Despite being focused on post-breach activities, cyber incident response planning has emerged as a key cybersecurity control in reducing an organization’s likelihood of experiencing a breach-related claim, according to a new report from the Cyber Risk Intelligence Center (CRIC) of Marsh McLennan (NYSE: MMC), the world’s leading professional services firm in the areas of risk, strategy, and people.

 The report Cybersecurity signals: Connecting controls and incident outcomes, found that organizations that regularly engage in tabletop exercises and scenario-based breach response drills are 13% less likely to experience a material cyber event than those that do not.
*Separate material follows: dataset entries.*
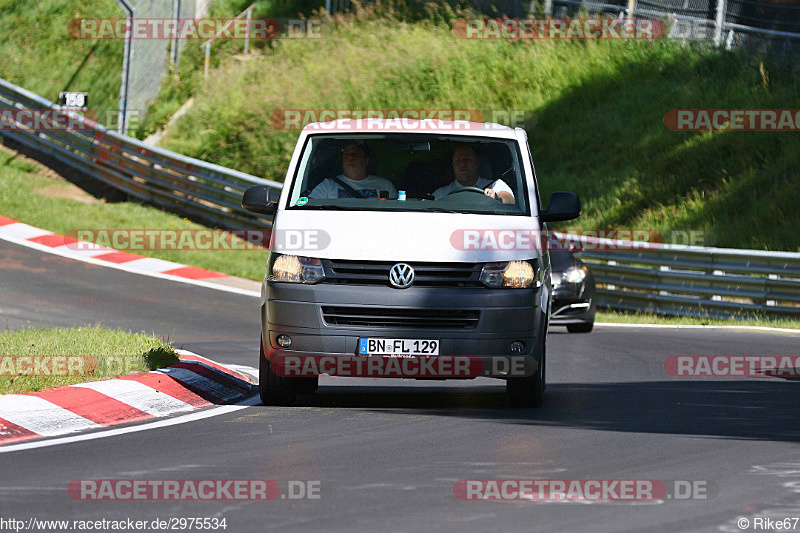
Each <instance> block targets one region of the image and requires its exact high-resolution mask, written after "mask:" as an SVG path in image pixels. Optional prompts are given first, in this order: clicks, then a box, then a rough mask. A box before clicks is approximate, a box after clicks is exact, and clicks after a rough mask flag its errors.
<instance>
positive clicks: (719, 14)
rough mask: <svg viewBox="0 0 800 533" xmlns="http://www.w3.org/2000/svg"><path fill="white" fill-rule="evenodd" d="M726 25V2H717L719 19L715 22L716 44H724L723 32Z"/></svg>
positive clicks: (717, 9) (714, 32)
mask: <svg viewBox="0 0 800 533" xmlns="http://www.w3.org/2000/svg"><path fill="white" fill-rule="evenodd" d="M724 25H725V0H717V18H716V21H715V22H714V44H715V45H716V46H720V45H721V44H722V32H723V30H724V28H723V26H724Z"/></svg>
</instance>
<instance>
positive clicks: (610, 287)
mask: <svg viewBox="0 0 800 533" xmlns="http://www.w3.org/2000/svg"><path fill="white" fill-rule="evenodd" d="M606 264H607V265H608V266H614V265H616V264H617V262H616V261H608V262H607V263H606ZM606 289H608V290H610V291H615V290H617V286H616V285H606Z"/></svg>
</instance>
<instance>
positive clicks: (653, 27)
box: [453, 17, 666, 41]
mask: <svg viewBox="0 0 800 533" xmlns="http://www.w3.org/2000/svg"><path fill="white" fill-rule="evenodd" d="M665 30H666V25H665V23H664V21H663V20H661V19H650V18H636V17H633V18H629V19H617V18H573V19H553V18H551V19H547V18H545V19H533V18H496V19H486V18H473V19H470V18H465V19H458V20H456V21H455V23H454V24H453V33H455V35H456V37H459V38H461V39H484V40H487V39H488V40H497V39H502V40H512V41H517V40H565V41H572V40H598V39H612V40H646V41H652V40H654V39H660V38H662V37H663V36H664V33H665Z"/></svg>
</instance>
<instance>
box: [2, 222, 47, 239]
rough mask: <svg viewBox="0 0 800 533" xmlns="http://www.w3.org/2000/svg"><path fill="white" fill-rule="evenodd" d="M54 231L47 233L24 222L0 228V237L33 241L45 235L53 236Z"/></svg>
mask: <svg viewBox="0 0 800 533" xmlns="http://www.w3.org/2000/svg"><path fill="white" fill-rule="evenodd" d="M52 233H53V232H52V231H47V230H44V229H40V228H35V227H33V226H29V225H27V224H23V223H22V222H15V223H13V224H6V225H5V226H0V235H4V236H8V237H11V238H14V239H33V238H35V237H41V236H43V235H52Z"/></svg>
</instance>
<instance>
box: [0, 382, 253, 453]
mask: <svg viewBox="0 0 800 533" xmlns="http://www.w3.org/2000/svg"><path fill="white" fill-rule="evenodd" d="M260 403H261V400H260V399H259V398H258V395H256V396H253V397H252V398H248V399H247V400H244V401H243V402H240V403H238V404H236V405H222V406H219V407H212V408H209V409H203V410H202V411H198V412H195V413H191V414H188V415H183V416H179V417H176V418H167V419H163V420H156V421H153V422H143V423H140V424H137V425H135V426H128V427H124V428H117V429H108V430H105V431H98V432H95V433H84V434H83V435H73V436H70V437H61V438H58V439H50V440H34V441H31V442H21V443H19V444H10V445H8V446H0V453H8V452H17V451H22V450H33V449H36V448H46V447H48V446H58V445H60V444H70V443H73V442H82V441H87V440H95V439H104V438H106V437H116V436H117V435H125V434H128V433H138V432H139V431H147V430H149V429H158V428H163V427H169V426H176V425H178V424H186V423H187V422H194V421H196V420H203V419H206V418H212V417H215V416H220V415H226V414H228V413H233V412H235V411H239V410H241V409H247V408H248V407H252V406H254V405H259V404H260Z"/></svg>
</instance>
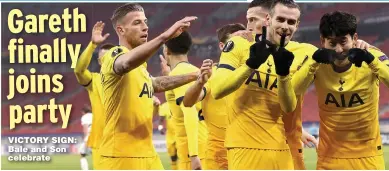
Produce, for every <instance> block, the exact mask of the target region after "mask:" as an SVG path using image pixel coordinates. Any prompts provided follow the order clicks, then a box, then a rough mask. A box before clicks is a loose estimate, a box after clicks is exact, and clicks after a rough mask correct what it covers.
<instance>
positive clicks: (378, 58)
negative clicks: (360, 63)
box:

 Since launching its 2023 research into the correlation between the 12 cybersecurity controls tracked by the cyber insurance industry and the likelihood of a cyber claim, the CRIC has continued to analyse organisations’ cyber control implementation information from Marsh’s Cyber Self-Assessment against claims. This year, cyber incident response planning ranked as the fourth most effective control in decreasing an organization’s probability of experiencing a breach-based claim, behind endpoint detection and response (EDR), logging and monitoring, and cybersecurity awareness training and phishing testing.

 “Marsh has long advocated proactive cyber incident response planning as a tool to help organizations effectively and efficiently respond to and recover from a cyberattack,” said Tom Reagan, Global Cyber Practice Leader, Marsh. “What our latest research confirms is that thoughtful planning also drives secondary benefits like positive security behaviors and strong control implementations, which help build more organisational resilience and reduce breach incidents.”

 This year’s report also highlights the importance of effectively deploying and managing other key cybersecurity controls. For instance, the report found that each jump of 25% in EDR deployment across workstations and laptops was correlated with an additional 10% decrease in breach likelihood. Similarly, a multi-factor authentication (MFA) deployment that is resistant to phishing schemes is correlated with a 9% lower breach likelihood than MFA that is not.

 “Our findings emphasize that simply deploying key cybersecurity controls is no longer enough—these tools must be properly managed and comprehensively used,” said Scott Stransky, Head of Marsh McLennan’s CRIC. “By drawing on our insights, organizations can make informed decisions to strengthen their security frameworks and help reduce their exposure to cyber risks.”